EHDEN, an EU initiative, was born with the aim of developing a federated network of real-world health research, standardized to a common data model that more smartly manages and shares research methodologies to the benefit of all European citizens. One of EHDEN’s KPIs is geared towards an assessment of the growth of this market. The EHDEN community is made up by industry, universities, regulators, governments, European NGOs, etc.
There is a direct relationship between the amount of harmonized data shared under the same standard and the development of drugs and therapies to deal with diseases that have hitherto had no efficient treatment whatsoever. In the words of Inmaculada Pérez Garro, digital-health manager of GMV’s Secure e-Solutions sector «EHDEN’s certification of GMV vouches for our ongoing work in flagship projects like HARMONY, under which we have set up the big data platform for achieving the biggest possible data trawl of European patients with blood diseases. Health-data processing standards are essential for making sure that today’s huge volume of data can be properly mined and analyzed to the benefit of researchers and the patients themselves». This certification clears GMV for participation in European projects calling for this certification as an eligibility sine qua non.
EHDEN, driven by the Innovative Medicines Initiative (IMI), is bankrolled by the EU’s Horizon 2020 program.

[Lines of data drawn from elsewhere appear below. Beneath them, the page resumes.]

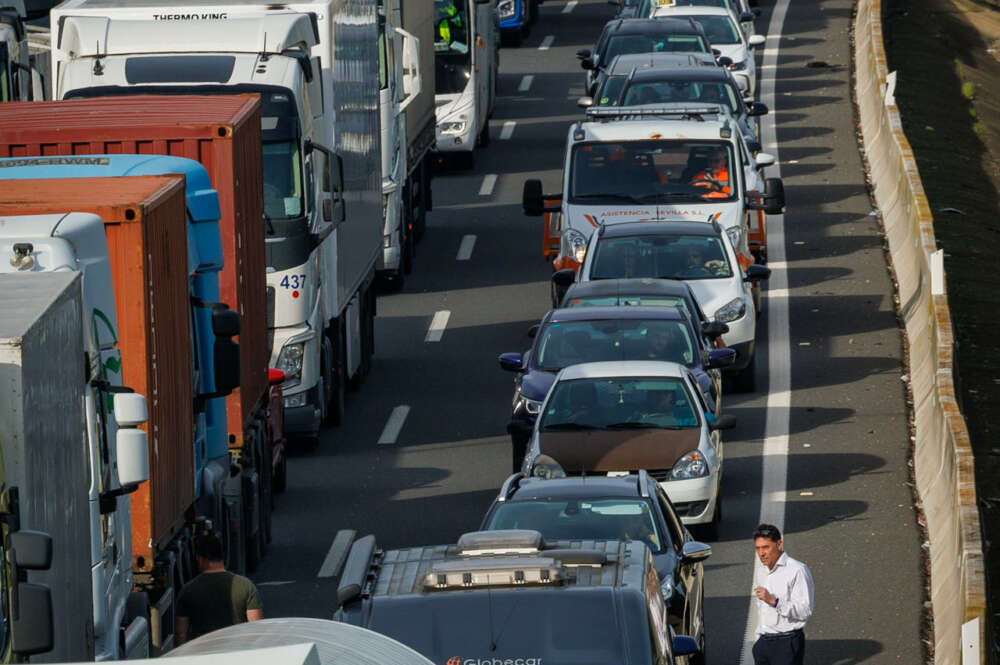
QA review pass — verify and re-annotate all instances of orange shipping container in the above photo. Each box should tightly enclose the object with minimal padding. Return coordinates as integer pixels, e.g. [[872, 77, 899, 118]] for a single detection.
[[0, 176, 195, 570], [0, 95, 271, 444]]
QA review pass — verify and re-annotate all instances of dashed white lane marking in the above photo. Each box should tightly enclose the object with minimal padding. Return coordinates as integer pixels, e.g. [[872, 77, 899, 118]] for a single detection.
[[455, 235, 476, 261], [739, 0, 792, 665], [424, 309, 451, 342], [378, 404, 410, 446], [316, 529, 355, 577], [479, 173, 497, 196]]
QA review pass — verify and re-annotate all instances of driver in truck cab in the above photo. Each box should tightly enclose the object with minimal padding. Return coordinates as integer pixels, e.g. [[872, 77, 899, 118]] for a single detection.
[[691, 148, 732, 199]]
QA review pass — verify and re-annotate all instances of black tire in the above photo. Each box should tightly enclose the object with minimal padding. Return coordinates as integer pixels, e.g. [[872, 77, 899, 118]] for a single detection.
[[733, 353, 757, 393]]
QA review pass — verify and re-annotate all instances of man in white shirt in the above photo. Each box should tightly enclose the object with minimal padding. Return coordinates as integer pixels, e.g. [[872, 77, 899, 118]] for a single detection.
[[753, 524, 813, 665]]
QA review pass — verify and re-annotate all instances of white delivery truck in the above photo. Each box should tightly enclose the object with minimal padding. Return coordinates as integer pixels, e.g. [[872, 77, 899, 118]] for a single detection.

The advent of the Electronic Medical Record (EMR) has opened up a universe of opportunities for reusing data and extracting clinical evidence from it. In this endeavor, however, it is essential for this data to be used and harmonized under a “common language”. If everyone is speaking the same language, then the much-vaunted «interoperability» will actually be achieved.
Enter OMOP. The OMOP Common Data Model allows for the systematic analysis of disparate observational databases. The concept lying behind this approach is to transform data contained within those databases into a common format (data model) as well as a common representation (terminologies, vocabularies, coding schemes), and then perform systematic analyses using a library of standard analytic routines that have been written based on the common format. This then allows companies like
GMV to extract priceless information that helps in the development of new drugs, therapies and treatments.